QuestionWe replaced our flammable, solvent-based adhesive with acrylic latex for health and safety reasons, but now our workers have become reluctant to use it because of the stories they have heard about serious allergic reactions to latex. Our supplier tells us there is no problem with acrylic latexes. Can you confirm that this information is correct?
AnswerSome severe allergic reactions to latex have been reported around the world, particularly in people who wear latex gloves regularly, such as doctors and other hospital personnel. However, this reaction appears to be only from gloves that are made out of natural rubber latex. This is the rubber that is extracted out of the Hevea Brasiliensis tree that is grown on plantations in the Far East, including Malaysia and Thailand. It is not the rubber itself that causes the allergy, but residual natural proteins on the surface. In fact, processing systems are now in place to remove these proteins and mitigate the allergy issue.
The acrylic adhesive latex that you are using is synthetic in nature, being manufactured from oil-based chemicals. There is no evidence that similar allergic reactions can occur with these materials. Some manufacturers of synthetic latexes have attempted to remove the confusion concerning the term "latex" by renaming their products as "aqueous dispersions."
QuestionWe are a manufacturer of vacuum-insulation panels and would like to replace welding of our 1?inch-thick stainless steel panels with adhesive bonding. What adhesive would you recommend?
AnswerAdhesive bonding has always been an alternative to traditional fastening systems. In your case, it seems that you really need a structural, high-strength adhesive. It is very important that you choose a system that first of all will give reliable bonding to the steel; second, will cure quickly to give high strength; and third, will have the durability to maintain the weight of the panel throughout its lifetime.

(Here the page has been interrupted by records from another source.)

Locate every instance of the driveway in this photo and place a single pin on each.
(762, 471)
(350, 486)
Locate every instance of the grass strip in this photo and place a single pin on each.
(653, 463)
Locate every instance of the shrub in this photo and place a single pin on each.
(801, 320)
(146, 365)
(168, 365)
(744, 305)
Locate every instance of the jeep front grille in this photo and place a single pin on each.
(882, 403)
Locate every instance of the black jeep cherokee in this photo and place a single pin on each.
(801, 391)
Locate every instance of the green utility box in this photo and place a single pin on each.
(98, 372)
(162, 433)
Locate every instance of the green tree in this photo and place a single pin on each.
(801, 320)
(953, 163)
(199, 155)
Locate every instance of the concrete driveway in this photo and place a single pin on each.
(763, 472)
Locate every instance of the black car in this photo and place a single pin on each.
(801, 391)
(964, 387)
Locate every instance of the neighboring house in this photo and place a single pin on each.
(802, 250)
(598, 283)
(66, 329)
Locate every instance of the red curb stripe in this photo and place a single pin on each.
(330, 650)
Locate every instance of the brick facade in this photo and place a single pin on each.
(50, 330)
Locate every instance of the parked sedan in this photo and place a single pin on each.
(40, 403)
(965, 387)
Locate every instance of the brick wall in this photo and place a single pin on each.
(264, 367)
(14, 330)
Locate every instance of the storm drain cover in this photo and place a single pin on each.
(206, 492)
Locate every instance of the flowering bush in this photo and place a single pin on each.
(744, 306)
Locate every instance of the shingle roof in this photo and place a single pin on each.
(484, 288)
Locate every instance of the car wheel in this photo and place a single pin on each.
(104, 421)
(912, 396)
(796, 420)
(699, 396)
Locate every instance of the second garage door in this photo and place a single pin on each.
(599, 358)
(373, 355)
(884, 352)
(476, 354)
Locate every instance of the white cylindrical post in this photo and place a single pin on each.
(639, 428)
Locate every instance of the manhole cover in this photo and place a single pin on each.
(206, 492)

The necessity for high strength and load-bearing capability will preclude many adhesives. I would avoid thermoplastic systems like cyanoacrylates or hot melts. In your case, a high-performance, two-component epoxy adhesive would be a good candidate. These adhesives can be formulated to give highly crosslinked thermoset systems that will resist creep under load for long periods of time, and cure speed can be varied to suit your assembly process. For example, a system that may take 24 to 72 hours to cure fully at room temperature can often be spot-heated to fixture and hold the parts together in a minute or two. Be sure to work with your adhesive supplier to do some long-term durability testing before going into production.
QuestionWe are a supplier of cryogenic equipment. Where can I find pipe sealants that are compatible with liquid oxygen?
AnswerMost sealants are not recommended for use with liquid oxygen because they are organic in nature and could act as fuel for a fire. A fire needs three elements -- oxygen, fuel and ignition. The fuel is any substance that can be burned by the oxygen, and ignition is any energy source sufficient to initiate combustion. In the normal scenario where air is the oxidizing agent, if any one of the three elements is removed, the fire will be prevented. However, in oxygen systems, this principle does not apply because the three elements are inseparable. The fuel is, in reality, the fittings, valves, seals, regulators, or piping, which contain or are exposed to the oxygen, and cannot be separated from it.
There are two ways of sealing liquid-oxygen fittings. One is to use a high-quality PTFE tape -- look for MIL-SPEC #T27730A, which certifies suitability for use in pure oxygen. There are also a few paste or gel sealants available based on mixtures of polychlorotrifluoroethylene and PTFE. Always ensure that your fittings are spotlessly clean before applying the sealant to ensure that there are no potentially flammable organic residues on the surfaces.